4. Recommendation For Unilever In Terms of Organizational Behavior
4.1 Further motivate employees and avoid the de-motivators
As the human resources have become more important to the well-being and further development of the companies, trying to further motivate employees and avoid the negative impact of de-motivators like stress and sense of loneliness will be an issue for Unilever (Ishmael , 2008), . While encouraging competition, creating some activities for the group members and creating some sports and health facilities will be important to strength group cohesion and lower pressure within Unilever.
4.2 Avoiding team conflict brought by competition
Inside a multinational company, competition is encouraged and only the best practice will be adopted, sometimes bringing conflict within a team. Thus, Unilever has to further address the issue of team conflict and try to mend the relationship between the team members.
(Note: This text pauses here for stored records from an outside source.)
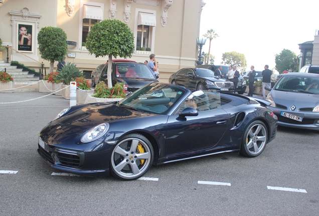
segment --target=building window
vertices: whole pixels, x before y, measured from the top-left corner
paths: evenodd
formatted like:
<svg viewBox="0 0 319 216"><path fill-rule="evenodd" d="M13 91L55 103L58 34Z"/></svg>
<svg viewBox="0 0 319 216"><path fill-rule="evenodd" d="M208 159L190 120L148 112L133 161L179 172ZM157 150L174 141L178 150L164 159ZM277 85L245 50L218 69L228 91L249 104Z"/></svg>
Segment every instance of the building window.
<svg viewBox="0 0 319 216"><path fill-rule="evenodd" d="M156 26L155 12L136 8L134 36L136 48L136 54L147 54L145 51L153 50L155 27Z"/></svg>
<svg viewBox="0 0 319 216"><path fill-rule="evenodd" d="M86 42L86 38L87 38L87 34L91 30L91 28L95 24L100 22L100 20L93 20L90 18L84 18L83 24L82 26L82 42ZM85 45L84 45L85 46Z"/></svg>
<svg viewBox="0 0 319 216"><path fill-rule="evenodd" d="M305 58L304 59L305 64L311 64L311 52L308 51L306 52Z"/></svg>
The team members should be given more opportunities to interact with each other and communicate their ideas while shaping a healthy competition.
4.3 Avoid the negative impact of power politics
Although it is important to institutionalize power and create authority, it is important for Unilever to avoid the negative impact of power politics. Fairness should be the corner stone of the decision making process. The authority should be obeyed but the chances to overturn the wrongful practice of the top officials should also be given to the employees.
4.4 Cope with the multi-cultural environment
Operating in an multi-cultural environment asks Unilever to cope with the different local culture and adopt the localization strategy. When managing people from different culture, local managers of Unilever should cultivate the culture awareness when managing the employees and making related decisions (Greet, 2010).